José Charréu: Despite this being the year of Olympic preparation, maybe, at times, I will sacrifice the Faculty a little more, but it will never be compromised. The difficult thing about reconciling the degree and fencing is the practice at the end of the day, it is when I have to be abroad participating in competitions and then I can't prepare the lessons for the following week. Then I get behind. One thing that fencing has taught me is that many times when I return, I have to learn by myself, because the others have not stood still waiting for me to be back. You have to be self-taught, and at the Faculty we learn a lot that way. As I already had this experience, it was not so difficult to adapt to this pace of autonomy.
Do you have an exact idea of what you want to do?

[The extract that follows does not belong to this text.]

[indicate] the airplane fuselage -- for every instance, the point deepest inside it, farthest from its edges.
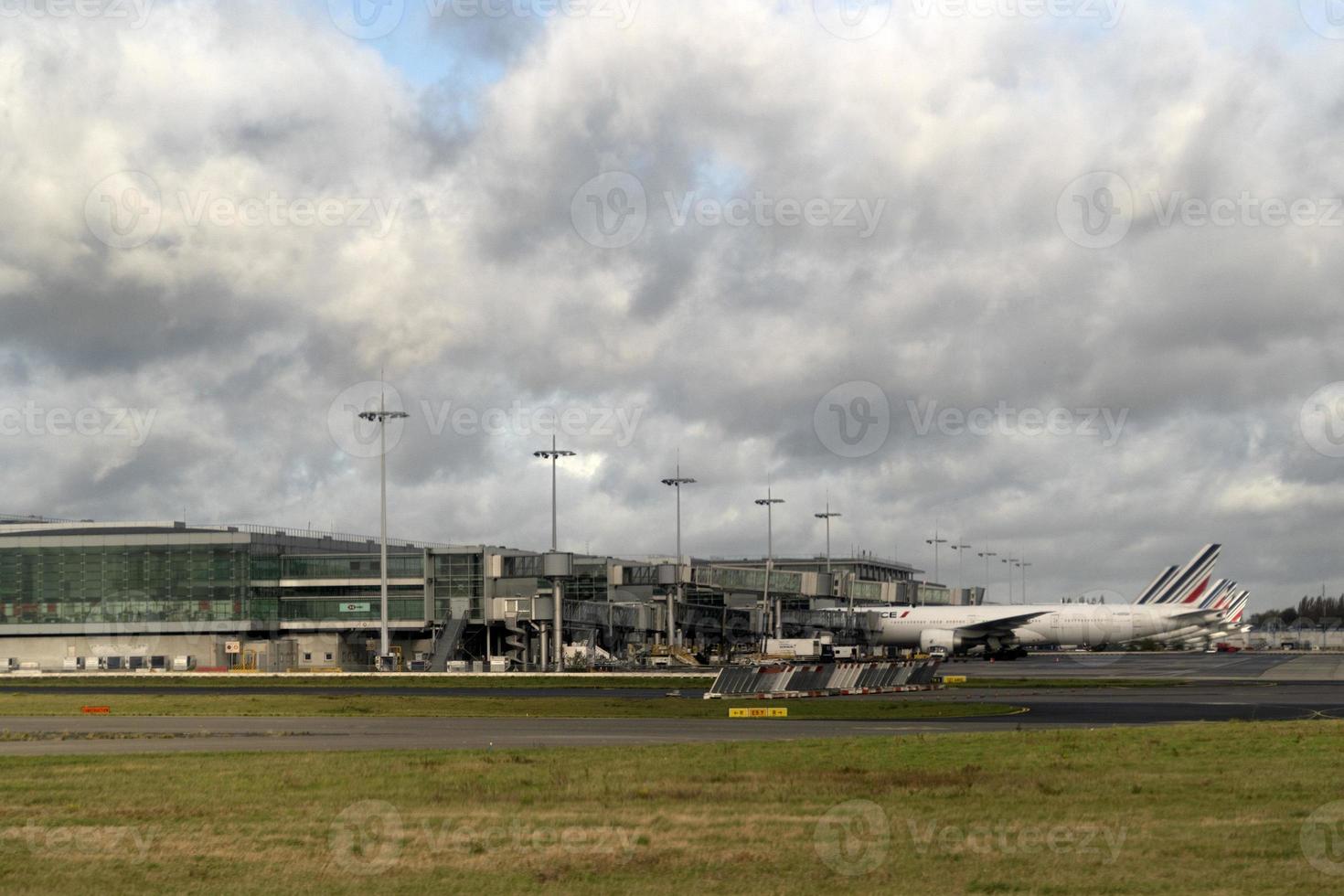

José Charréu: In recent times I feel more affinity for medical specialties and less for surgical ones. The medical areas are vast and these priorities are not yet established. What challenges me is the diagnosis, clinical reasoning, it is the mental construction that interests me, rather than the action and execution of the technique.
But I'm not closing doors, maybe I still change my mind.
In the midst of all this where is the time just for you?
José Charréu: I do not have much. I have no aversion to spending a day watching series or playing video games, but simply I can't afford it.
Next year, Zé will try to undertake an Erasmus+ mobility in France, perhaps because of his affinity with the language, from his mother’s side or also for his connection to his grandparents, who are not French but have lived in France for many years. He is keen to say that he is very close to his family and that makes him doubt whether it will be a semester only, or a whole year. He smiles and says he will have to learn a few things before leaving home, "cooking, doing the laundry" and he does not elaborate because that “would be to highlight too many weaknesses".
This will be followed by year 6, which will force him to refocus on the study for the preparation of specialty exams. Dropping fencing temporarily? "No, not that, maybe reduce the training load," he tells me as if we are coming to an end without me understanding the true importance of the sport for him. It's not just the competition, he likes to train and be with his team, and the adrenaline rush that keeps feeding him every day. This explains why he is still playing for a fencing team in Madrid and refereeing events, an activity in which he also graduated, to complete what he already mastered regarding the rules of the game.
Near the end of our conversation, and after a few hours talking, I think I can take a chance and try to photograph him while he talks. But it is not possible, he stops talking and sits upright in his chair, uncomfortable. Exposing him will always have to be an action that has been well thought out by himself, and shyness immediately reminds him that one should never be totally sure of anything.
These are his life rules. These are the rules of the game. And, as he has almost always been a winner, it is very likely that he is right.